We launched the station on the good ship Cornucopia, but it never went much further than London Bridge! We actually went out to sea on another vessel, a fishing boat called The Harvester. This boat was owned by Fred Downs, Fred died in a tragic accident in 1974 - he drowned. The Harvester boats 1 and 2 supplied the Gun Towers, Radio Sutch, with everything we needed, and Fred Downs did a great job in looking after us. The day that Radio Sutch started we sailed out of Whitstable, and sailed into history. We sailed out into the Thames Estury, leaving loads of reporters on the dock. Cameras were flashing, reporters were running along the quay shouting for us to pose. David got seasick, I remember. We were all doing our bit dressed up as pirates, flashing our swords and anything else we could flash! Several girls were running along the dock waving skull and crossbone, flags and anything else they could wave (I think some of them got mixed up and thought Tom Jones was on board!). We had to hang on to the boat . There was a heavy swell running – in fact we had to hang on for dear life. This was to get away from the reporters so that they would not catch on that this was just a stunt.

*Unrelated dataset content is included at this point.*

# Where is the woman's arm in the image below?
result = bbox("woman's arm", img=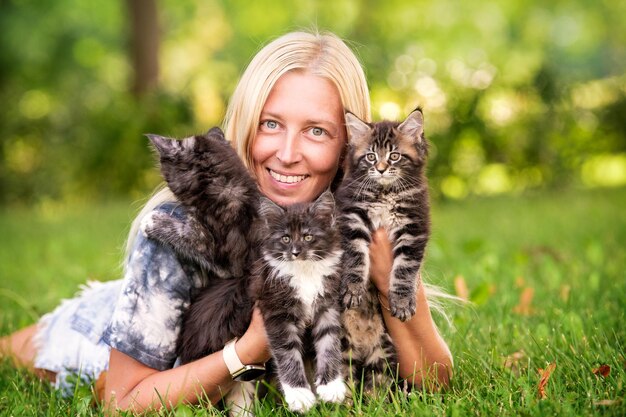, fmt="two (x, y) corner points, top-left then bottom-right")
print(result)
(370, 229), (452, 390)
(104, 309), (269, 412)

When we got out about eight miles we looked at each other and said ‘what do we do now?’ It was just at that moment that one of us spied the Gun Towers. It was like a miracle. We said to the fishing guy steering the boat, ‘What are those?’ He told us they were the old Gun Towers on Shivering Sands, used during the Second World War as a base for ack-ack guns to fire at the German planes as they came up the Thames Estury to try to bomb London. A STAR WAS BORN? The gun towers at Shivering Sands became the home of Radio Sutch and later Radio City.
We could not believe our luck as we landed – by that I mean we went climbing up the ladder onto these massive gun towers. We were like kids with a new toy. We were running all over the place. There was room after room, great big water tanks that had stored drinking water, they had everything. The roofs of the towers were made of concrete 20 foot thick and there were cat-walks leading from one tower to another. We were made up.
We went straight back to land, collected a transmitter and some 12 volt car batteries, plus a turntable, some records and a microphone. Food and drinking water came next (we had to wash and shave in salt water which is not easy – soap does not lather in salt water).
Thank God for Reg Calvert, he was a genius. He turned a load of old rubbish equipment into a radio station.